Never Underestimate Who Our Audience Is: A Story about the Baby Steps of Change

This story reminds me that our social curriculum (which I define as our intentional relationship) is ongoing.  Even to our silent audience members.

Several years ago, I did a short two-hour re-train with a set parent group. Most had read Howard Glasser’s latest book at the time (Note: this was before the release of my parent book, Fearless Parenting: Stepping into Life’s Greatest Role Using the Nurtured Heart Approach c. 2013)  – most got the concepts and intention. The community was the school I work in – but it was an independent Mom-to-Mom group. This night, the organizer had encouraged dads, too – and kids could play nearby if childcare wasn’t happening. The organizer who had invited me had heard me speak before. She told me it would be a small group (I thought 6-8 really)  – but still 14 came – and three Dads! I was impressed, as the meetings were set for our very small faculty room.

I began all my great stories, all Howard Glasser’s great stories retold, all Tom Grove’s quotes, and the wisdom that all have shared. It was my usual gig of humor and interactive discussion, personal reflection, a call to share. One of the moms who had attended my intro to the NHA  the year before was there again. She was a mom of eight. Yes, 8. No typo there. She is a lovely nurturer who amazes all who know her.  Tonight, she had both her husband and her 4th grade daughter in tow. The latter I knew well; I will coin her Silent Sally. Silent Sally was historically and powerfully non-verbal in the classroom. And when she was coerced into sound, she would  more often whisper rather than speak. And because she so often chose to not talk in groups, she did not sit ‘behind the curtain” with the other three kids dragged to the parent event, but rather chose to join all the parents in the same room of learning and engaging. All 15 of us sat around or near a large round table. My PowerPoint at the far corner, and Silent Sally nearest to it. Diligently, she ignored the parent and counselor voices. Diligently, she worked through her math and writing.
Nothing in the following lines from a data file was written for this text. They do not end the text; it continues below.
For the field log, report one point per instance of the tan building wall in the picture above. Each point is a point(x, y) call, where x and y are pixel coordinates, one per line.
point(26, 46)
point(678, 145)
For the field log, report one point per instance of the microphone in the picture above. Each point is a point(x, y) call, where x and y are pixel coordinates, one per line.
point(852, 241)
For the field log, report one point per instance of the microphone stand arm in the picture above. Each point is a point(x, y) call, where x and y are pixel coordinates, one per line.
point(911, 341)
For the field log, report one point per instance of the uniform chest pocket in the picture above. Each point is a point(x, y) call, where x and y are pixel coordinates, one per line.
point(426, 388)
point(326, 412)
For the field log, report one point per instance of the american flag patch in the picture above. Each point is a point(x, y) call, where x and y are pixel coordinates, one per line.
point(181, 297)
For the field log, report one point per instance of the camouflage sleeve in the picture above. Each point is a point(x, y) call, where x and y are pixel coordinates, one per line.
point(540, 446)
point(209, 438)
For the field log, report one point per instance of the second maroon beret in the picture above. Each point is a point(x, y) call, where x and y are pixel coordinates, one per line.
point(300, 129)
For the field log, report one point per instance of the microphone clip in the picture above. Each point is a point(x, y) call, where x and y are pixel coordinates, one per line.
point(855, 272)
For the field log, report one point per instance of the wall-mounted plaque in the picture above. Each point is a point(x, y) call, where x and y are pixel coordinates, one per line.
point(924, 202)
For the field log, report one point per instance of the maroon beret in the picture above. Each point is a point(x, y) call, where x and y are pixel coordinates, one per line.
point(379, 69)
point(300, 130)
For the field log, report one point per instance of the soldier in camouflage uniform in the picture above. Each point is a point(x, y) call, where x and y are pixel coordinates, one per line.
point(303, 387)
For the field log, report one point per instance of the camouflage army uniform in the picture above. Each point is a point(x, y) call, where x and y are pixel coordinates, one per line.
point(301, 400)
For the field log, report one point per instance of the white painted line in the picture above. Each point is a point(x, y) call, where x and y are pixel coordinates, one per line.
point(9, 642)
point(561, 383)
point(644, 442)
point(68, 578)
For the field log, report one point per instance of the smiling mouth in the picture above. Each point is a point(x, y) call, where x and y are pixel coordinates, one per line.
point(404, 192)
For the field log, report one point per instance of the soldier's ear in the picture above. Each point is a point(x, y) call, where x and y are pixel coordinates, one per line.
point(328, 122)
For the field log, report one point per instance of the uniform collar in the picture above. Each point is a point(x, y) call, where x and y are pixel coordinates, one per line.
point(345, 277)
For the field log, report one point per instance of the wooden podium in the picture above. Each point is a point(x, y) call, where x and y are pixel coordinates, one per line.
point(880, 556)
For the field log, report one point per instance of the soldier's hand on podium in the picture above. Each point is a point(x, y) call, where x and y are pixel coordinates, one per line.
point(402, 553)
We gabbed on. I begin, “Name your three greatest strengths as a parent.” The grumbles begin, the self-conscious tittering, the self-deprecation – all good fodder for the start of the power of naming one’s own greatness before you can begin to name another’s.  And so it goes.  For two hours. Great questions. Great parents. Great topic. The mom of eight, who I coin as Mom the Great, makes several amazingly timed and eloquent comments throughout: highlighting the challenges, the need to reset, the power of seeing what is right. I should split my fee – but tonight I am gifting my services anyway for the joy of sparking a greatness parenting revolution!

As I drive home, I think about Mom the Great. I think about that kind of persistence, patience, energy, motivation, and clear wisdom. I am honored that she supports me – that she gets Howie’s vision – and owns it as her own. I plan to call her the next day.

She beats me to it.  The phone rings in my office around 9:00 am, just before I am to read 4th graders a fabulous book called Trouble Talk. We both “greatify” (just trying this iteration out here) each other’s amazing qualities. Then she shares the story, the reason she called, the one which makes this work so real – so transforming…

Mom the Great drops off her eldest daughter for Patrol early the morning after our group parenting retraining. I actually see her in the carpool lane (I am covering traffic that morning for my principal). But she drives away still with her van full; it is too early to release the rest of the brood. She tells me that they often just pull around the corner and visit and share. Their van is in front of a local preschool and all of the kids watch silently this morning as a father gets his small toddler daughter out of the car and readies her for the daycare. He leads the way without look back. And as the children watch the scene, Silent Sally (S.S.) speaks. “Look at the girl, mom. She is following her Dad. She doesn’t get out of the line or fall behind. She isn’t goofing around or anything. She knows where she is going. And she is doing it so well.” There is nothing but silent agreement from the siblings and Mom at first. In fact, there is only amazement from everyone.

Mom the Great (M.T.G.) shares with me how the air in the van literally changed – her gasp? Sally’s observations of what was going right in that moment could have been an exact mirror of the examples she had heard last night in her silent reverie: Examples of naming what is going right, identifying good choices, seeing the truth of the  moment, and holding up a mirror to illustrate it. M.T.G. is blown away. Last year, S.S. spent six  months working to give her Show and Tell in front of the class. Her gifted teacher’s tale of that success is a story in itself. S.S. spoke so little that they sought help with their pediatrician. S.S.’s favorite was of communication was nodding or shaking, looking away or mumbling. M.T.G. and myself have worked in the last year to give her less energetic relationship for this (after all, she was the second girl of six previous kids… How do you stand out?).   So on this morning, Mom the Great shifted: her lens, her vision, her belief, her hope. And for me… well, for me, she just made my morning.  I know kids get this before adults all the time. Confirmation is just lovely.  And Mom the Great?.. Even Greater for the sharing.